Insulin's anabolic action on skeletal muscle and whole body protein is
attributable to its action to slow tissue proteolysis. The antimalarial
chloroquine inhibits lysosomal proteolysis and is reported to improve
glycemia in poorly controlled diabetic patients. We infused chloroquine
into the brachial artery of seven healthy postabsorptive volunteers over 3
h during a steady-state infusion of L-[ring-2,6-3H]phenylalanine (Phe) to
study its effect on muscle glucose and protein turnover. Compared with
basal, chloroquine increased forearm blood flow (P < 0.01) but did not
change glucose uptake or lactate release. Neither Phe released from muscle
by proteolysis (78 +/- 15 vs. 94 +/- 16 nmol Phe.min-1.100 ml-1) nor Phe
balance (-37 +/- 7 vs. -50 +/- 6 nmol.min-1.100 ml-1) was reduced from
basal. We conclude that in postabsorptive human skeletal muscle: 1)

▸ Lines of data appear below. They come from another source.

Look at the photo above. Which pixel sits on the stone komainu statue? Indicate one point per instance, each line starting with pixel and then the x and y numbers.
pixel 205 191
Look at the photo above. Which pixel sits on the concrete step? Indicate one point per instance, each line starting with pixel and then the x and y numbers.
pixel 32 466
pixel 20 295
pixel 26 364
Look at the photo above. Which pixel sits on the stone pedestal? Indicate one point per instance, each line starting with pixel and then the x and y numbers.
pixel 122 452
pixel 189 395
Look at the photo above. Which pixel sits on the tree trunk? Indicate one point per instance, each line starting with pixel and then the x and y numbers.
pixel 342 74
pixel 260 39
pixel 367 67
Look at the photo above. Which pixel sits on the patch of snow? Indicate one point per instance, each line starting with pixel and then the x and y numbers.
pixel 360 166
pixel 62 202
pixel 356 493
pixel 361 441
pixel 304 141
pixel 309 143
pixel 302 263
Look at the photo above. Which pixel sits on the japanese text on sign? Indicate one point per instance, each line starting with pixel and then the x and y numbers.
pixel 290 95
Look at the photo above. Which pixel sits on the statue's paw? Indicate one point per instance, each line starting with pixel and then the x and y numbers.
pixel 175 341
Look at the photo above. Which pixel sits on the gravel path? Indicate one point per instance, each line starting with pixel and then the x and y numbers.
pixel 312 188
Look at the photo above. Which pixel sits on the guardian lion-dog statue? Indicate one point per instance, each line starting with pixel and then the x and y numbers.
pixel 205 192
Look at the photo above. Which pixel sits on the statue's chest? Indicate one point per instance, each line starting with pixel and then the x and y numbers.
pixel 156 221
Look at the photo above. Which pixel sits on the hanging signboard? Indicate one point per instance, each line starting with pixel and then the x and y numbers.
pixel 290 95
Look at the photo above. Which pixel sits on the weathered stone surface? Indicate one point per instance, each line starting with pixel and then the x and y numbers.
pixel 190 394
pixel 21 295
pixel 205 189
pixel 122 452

lysosomal proteolysis does not make a major contribution to proteolysis;
and 2) chloroquine does not cause an acute increase in glucose uptake.
These findings suggest that the inhibition of postabsorptive muscle protein
degradation provoked by physiological increases in plasma insulin is likely
mediated by a nonlysosomal proteolytic pathway.